Democratic consultant James Carville continued his critique of the Obama campaign's treatment of the economy, in a "Good Morning America" segment Wednesday.
"I'm worried that when the White House and the campaign talks about the progress being made, people take that as a signal they think things are fine," Carville said.
Carville was one of three Democratic strategists that authored a memo released Tuesday, which warns that President Obama might face an "impossible headwind in November" if he doesn’t change his economic messaging to the middle class.
GEORGE STEPHANOPOULOS: And, Jake, the grumbling in Democratic ranks is getting a lot louder.
JAKE TAPPER: it sure is. Top Democrats are sounding the alarm. They're worried that President Obama's economic message is tone-deaf. The Ragin’ Cajun is raging again, and the message is the same as it was in 1992. It's the economy, stupid. But this time, Democratic consultant James Carville is aiming that message at his own party. He's very worried that President Obama's current economic message to voters will only help Mitt Romney win.
JAMES CARVILLE: I'm worried that when the White House and the campaign talks about the progress being made, people take that as a signal they think things are fine. And people don't feel they ought to believe that.
TAPPER: As the president did overnight, campaigning in battleground state, Pennsylvania.
BARACK OBAMA: We are in a stronger position. We are moving in a better direction than when I took office.
TAPPER: Carville desperately wants President Obama to win. But he says the president should acknowledge how bad things remain for millions of Americans because of the recession that began in 2007. Carville says President Obama should focus his message on what he wants to do if given a second term.
CARVILLE: They want to be reassured that he understands the depth of the problem and that he has a plan to deal with the deterioration of the middle class.
TAPPER: Mr. Obama has work to do. In a new ABC/Washington Post poll, swing of independents have a negative view of the president's plans for the economy.
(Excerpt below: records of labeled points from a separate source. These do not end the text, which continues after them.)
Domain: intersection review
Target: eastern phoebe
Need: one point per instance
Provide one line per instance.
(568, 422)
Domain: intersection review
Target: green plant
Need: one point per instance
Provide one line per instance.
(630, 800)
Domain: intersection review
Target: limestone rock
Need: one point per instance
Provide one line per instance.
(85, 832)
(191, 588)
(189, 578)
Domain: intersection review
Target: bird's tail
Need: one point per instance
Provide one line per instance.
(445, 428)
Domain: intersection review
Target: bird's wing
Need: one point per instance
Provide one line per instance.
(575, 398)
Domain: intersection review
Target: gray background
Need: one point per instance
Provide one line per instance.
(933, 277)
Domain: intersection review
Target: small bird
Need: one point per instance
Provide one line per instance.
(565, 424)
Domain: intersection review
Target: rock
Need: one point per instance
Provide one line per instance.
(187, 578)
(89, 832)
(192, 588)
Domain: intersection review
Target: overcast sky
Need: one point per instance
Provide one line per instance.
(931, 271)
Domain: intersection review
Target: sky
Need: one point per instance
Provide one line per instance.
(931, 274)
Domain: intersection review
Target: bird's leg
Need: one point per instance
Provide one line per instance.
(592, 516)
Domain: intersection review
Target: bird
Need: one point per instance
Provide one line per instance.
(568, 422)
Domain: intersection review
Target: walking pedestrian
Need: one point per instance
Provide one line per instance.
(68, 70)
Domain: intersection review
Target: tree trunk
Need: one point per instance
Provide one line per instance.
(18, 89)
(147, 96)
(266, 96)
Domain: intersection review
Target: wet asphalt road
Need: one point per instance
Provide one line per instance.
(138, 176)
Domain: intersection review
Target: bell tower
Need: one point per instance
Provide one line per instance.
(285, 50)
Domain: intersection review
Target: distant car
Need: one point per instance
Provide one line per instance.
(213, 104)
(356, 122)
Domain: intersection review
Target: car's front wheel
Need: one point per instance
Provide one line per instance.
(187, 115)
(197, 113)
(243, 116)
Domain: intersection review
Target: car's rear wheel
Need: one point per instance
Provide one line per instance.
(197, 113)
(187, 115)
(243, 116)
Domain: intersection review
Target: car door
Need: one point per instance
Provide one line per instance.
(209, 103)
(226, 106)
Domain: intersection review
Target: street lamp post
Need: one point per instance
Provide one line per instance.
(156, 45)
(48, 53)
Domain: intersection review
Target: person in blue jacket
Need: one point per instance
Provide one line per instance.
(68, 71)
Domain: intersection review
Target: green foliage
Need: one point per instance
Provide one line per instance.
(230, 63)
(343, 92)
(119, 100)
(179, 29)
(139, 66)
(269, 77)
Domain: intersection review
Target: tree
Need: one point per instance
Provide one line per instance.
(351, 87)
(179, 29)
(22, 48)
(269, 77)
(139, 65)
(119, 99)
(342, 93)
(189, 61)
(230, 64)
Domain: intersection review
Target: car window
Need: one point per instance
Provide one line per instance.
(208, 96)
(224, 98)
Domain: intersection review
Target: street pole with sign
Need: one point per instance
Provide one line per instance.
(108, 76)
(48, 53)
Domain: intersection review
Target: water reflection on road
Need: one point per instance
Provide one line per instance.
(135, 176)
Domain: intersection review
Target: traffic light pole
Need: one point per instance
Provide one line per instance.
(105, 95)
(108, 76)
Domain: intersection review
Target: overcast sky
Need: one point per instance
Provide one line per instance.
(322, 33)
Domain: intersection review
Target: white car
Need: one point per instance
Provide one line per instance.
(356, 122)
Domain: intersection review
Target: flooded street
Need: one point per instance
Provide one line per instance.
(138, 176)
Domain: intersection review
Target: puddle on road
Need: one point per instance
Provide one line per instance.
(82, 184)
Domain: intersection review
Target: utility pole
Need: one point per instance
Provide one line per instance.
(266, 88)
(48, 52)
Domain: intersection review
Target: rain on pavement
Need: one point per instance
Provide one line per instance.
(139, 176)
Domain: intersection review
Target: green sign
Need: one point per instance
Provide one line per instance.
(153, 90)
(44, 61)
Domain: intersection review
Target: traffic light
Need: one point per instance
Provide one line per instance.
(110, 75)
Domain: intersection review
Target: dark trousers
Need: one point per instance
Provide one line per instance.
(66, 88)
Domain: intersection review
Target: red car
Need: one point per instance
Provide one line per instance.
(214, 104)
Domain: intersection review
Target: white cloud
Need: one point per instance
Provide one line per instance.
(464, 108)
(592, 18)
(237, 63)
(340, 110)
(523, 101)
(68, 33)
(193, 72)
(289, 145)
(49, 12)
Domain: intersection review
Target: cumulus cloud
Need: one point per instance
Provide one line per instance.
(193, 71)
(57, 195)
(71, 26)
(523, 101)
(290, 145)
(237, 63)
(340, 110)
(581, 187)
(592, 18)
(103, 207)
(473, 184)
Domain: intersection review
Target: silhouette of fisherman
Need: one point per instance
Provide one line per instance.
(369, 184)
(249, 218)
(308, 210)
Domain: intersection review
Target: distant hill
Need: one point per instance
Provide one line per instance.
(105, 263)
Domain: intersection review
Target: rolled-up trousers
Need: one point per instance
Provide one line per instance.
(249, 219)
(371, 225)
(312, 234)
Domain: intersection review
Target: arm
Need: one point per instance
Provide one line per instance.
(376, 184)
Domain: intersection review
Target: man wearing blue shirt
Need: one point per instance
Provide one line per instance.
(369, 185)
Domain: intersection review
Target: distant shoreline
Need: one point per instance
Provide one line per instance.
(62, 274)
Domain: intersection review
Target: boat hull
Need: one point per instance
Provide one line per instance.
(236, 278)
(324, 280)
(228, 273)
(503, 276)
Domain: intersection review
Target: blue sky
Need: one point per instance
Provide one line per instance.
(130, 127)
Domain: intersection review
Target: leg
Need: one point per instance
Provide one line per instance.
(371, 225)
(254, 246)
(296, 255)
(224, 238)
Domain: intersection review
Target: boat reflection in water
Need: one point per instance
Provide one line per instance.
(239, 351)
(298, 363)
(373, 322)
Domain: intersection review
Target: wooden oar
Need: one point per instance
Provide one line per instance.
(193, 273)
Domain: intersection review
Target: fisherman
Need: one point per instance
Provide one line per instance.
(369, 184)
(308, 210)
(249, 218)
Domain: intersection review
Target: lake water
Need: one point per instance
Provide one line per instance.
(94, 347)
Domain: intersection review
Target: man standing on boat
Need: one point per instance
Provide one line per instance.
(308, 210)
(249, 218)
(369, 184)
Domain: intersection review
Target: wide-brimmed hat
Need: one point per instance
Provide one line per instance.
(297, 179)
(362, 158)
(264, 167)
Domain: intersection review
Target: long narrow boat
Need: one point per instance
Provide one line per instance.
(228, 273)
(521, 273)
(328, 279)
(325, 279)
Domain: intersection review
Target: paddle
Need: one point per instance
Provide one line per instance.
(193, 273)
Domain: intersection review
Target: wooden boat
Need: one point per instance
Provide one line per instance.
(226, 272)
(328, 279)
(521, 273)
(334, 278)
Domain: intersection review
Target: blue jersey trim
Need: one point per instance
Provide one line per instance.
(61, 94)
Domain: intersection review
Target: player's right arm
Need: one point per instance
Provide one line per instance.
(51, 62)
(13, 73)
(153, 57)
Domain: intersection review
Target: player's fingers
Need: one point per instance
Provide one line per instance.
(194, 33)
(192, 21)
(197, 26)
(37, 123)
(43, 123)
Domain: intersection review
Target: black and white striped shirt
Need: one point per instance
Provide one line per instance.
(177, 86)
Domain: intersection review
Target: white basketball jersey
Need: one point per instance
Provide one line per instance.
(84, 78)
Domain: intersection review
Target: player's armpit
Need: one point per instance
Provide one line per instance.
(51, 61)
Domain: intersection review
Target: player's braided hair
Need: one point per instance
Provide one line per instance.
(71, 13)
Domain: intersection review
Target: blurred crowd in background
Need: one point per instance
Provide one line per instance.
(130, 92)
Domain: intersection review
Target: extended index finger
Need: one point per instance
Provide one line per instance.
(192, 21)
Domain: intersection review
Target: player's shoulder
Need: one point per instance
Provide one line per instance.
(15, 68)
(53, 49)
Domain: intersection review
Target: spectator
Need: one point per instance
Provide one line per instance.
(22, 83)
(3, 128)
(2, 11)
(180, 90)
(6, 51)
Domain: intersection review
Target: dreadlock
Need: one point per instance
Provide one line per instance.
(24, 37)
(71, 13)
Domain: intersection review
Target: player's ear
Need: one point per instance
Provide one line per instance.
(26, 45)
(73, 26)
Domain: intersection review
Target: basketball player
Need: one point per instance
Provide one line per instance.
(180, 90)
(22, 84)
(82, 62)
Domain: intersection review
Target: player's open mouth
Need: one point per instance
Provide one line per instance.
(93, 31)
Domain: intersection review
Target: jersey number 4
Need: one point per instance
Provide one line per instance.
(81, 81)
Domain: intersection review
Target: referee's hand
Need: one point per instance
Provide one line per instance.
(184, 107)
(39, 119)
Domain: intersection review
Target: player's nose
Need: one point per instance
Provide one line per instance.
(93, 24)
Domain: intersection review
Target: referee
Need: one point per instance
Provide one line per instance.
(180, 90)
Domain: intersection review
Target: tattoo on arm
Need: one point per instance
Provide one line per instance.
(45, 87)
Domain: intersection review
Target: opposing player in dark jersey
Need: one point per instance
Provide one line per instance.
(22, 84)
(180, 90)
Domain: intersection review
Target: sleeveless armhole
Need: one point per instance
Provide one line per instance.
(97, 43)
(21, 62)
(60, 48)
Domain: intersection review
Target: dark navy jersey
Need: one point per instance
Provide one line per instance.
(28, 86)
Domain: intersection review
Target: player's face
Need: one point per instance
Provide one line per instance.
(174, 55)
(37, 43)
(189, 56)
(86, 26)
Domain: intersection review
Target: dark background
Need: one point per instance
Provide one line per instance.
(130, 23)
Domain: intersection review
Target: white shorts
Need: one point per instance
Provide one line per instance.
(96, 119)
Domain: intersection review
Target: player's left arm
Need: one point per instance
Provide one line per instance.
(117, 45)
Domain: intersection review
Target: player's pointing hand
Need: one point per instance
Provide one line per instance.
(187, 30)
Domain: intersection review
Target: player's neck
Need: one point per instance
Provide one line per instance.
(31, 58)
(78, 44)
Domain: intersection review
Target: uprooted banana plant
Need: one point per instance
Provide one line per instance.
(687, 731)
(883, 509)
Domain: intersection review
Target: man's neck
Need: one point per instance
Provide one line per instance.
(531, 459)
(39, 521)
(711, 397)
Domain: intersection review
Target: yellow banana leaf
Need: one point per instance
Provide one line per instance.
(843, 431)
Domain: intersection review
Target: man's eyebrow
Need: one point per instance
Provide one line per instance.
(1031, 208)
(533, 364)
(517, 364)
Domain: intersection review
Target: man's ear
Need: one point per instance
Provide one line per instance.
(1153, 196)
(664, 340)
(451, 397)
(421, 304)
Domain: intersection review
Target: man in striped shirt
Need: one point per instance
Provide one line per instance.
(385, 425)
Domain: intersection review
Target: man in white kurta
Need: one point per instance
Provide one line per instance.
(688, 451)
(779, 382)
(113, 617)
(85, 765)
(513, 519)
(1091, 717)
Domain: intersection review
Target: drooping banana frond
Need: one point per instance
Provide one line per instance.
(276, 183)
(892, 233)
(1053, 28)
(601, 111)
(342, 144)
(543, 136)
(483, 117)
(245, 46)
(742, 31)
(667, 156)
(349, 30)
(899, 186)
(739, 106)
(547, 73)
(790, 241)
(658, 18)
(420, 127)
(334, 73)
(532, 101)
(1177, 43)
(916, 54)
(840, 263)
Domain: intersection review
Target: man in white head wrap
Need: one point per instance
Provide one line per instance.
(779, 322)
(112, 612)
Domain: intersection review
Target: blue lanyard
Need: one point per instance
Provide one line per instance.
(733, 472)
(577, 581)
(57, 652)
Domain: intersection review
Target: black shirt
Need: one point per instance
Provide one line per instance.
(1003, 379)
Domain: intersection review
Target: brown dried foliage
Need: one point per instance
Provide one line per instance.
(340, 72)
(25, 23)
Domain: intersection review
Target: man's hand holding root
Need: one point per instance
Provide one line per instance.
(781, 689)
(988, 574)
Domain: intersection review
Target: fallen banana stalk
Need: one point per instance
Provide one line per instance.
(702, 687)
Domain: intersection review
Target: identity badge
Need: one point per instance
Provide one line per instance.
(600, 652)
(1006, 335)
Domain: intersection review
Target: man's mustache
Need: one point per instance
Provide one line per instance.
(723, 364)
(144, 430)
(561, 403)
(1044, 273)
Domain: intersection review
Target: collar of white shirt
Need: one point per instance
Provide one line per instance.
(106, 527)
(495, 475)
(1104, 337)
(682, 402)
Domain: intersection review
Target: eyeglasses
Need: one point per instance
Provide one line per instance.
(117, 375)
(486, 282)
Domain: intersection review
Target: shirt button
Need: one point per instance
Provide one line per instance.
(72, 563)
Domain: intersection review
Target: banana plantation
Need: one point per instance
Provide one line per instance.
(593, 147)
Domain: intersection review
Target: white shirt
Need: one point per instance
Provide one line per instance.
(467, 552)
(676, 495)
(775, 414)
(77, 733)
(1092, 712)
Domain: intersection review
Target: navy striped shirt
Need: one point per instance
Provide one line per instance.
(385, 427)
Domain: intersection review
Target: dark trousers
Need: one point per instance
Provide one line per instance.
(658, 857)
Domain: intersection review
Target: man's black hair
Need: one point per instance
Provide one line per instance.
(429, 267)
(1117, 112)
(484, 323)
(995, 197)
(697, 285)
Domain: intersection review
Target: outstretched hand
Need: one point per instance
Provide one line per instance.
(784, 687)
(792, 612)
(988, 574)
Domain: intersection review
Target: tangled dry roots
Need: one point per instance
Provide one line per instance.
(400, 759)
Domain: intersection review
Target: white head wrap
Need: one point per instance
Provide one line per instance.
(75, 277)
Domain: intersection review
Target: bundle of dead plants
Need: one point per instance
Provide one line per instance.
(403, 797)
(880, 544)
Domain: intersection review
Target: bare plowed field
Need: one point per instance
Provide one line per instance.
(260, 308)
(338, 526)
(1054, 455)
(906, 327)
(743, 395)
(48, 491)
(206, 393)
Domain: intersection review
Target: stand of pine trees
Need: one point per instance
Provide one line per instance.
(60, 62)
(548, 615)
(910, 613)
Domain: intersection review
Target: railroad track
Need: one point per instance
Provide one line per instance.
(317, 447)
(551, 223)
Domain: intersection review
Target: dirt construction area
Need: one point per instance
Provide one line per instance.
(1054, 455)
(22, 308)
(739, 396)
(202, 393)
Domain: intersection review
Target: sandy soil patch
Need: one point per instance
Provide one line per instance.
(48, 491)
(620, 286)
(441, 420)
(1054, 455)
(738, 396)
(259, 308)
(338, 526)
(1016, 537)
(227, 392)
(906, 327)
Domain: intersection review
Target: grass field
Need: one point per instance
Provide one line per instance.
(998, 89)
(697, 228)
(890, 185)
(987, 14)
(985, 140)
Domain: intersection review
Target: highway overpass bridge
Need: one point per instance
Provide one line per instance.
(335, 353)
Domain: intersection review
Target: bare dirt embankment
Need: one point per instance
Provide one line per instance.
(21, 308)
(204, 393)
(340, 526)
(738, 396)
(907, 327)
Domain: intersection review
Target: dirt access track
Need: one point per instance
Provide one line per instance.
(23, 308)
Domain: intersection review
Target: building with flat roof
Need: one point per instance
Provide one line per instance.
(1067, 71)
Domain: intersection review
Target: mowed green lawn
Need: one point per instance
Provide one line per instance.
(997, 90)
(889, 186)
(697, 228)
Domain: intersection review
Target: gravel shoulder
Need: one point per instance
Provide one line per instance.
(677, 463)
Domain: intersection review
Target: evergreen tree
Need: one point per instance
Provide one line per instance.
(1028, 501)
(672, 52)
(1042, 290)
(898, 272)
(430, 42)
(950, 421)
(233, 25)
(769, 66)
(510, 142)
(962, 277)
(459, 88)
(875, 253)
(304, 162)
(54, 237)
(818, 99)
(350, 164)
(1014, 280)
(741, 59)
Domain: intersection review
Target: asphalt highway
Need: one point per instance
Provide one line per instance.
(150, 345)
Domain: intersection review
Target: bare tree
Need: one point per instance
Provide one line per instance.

Fifty-four percent negative for 38 percent positive. Mitt Romney's scores aren't as bad. 47 percent negative to 35 percent positive, with more undecided voters—meaning Romney has less criticism and more room to maneuver.
MITT ROMNEY: I think people recognize that the president may be well-meaning, but he's just out of touch with what's happening across the country.
TAPPER: George, on Thursday, President Obama will go to Cleveland where he will deliver a major economic address. Aides say, it will be a framing address. He will present the contrasting economic visions of his second term versus a President Mitt Romney. George?
STEPHANOPOULOS: So, he may be edging in the direction that Carville was just calling for?
TAPPER: Exactly right.
STEPHANOPOULOS: Jake, thanks very much.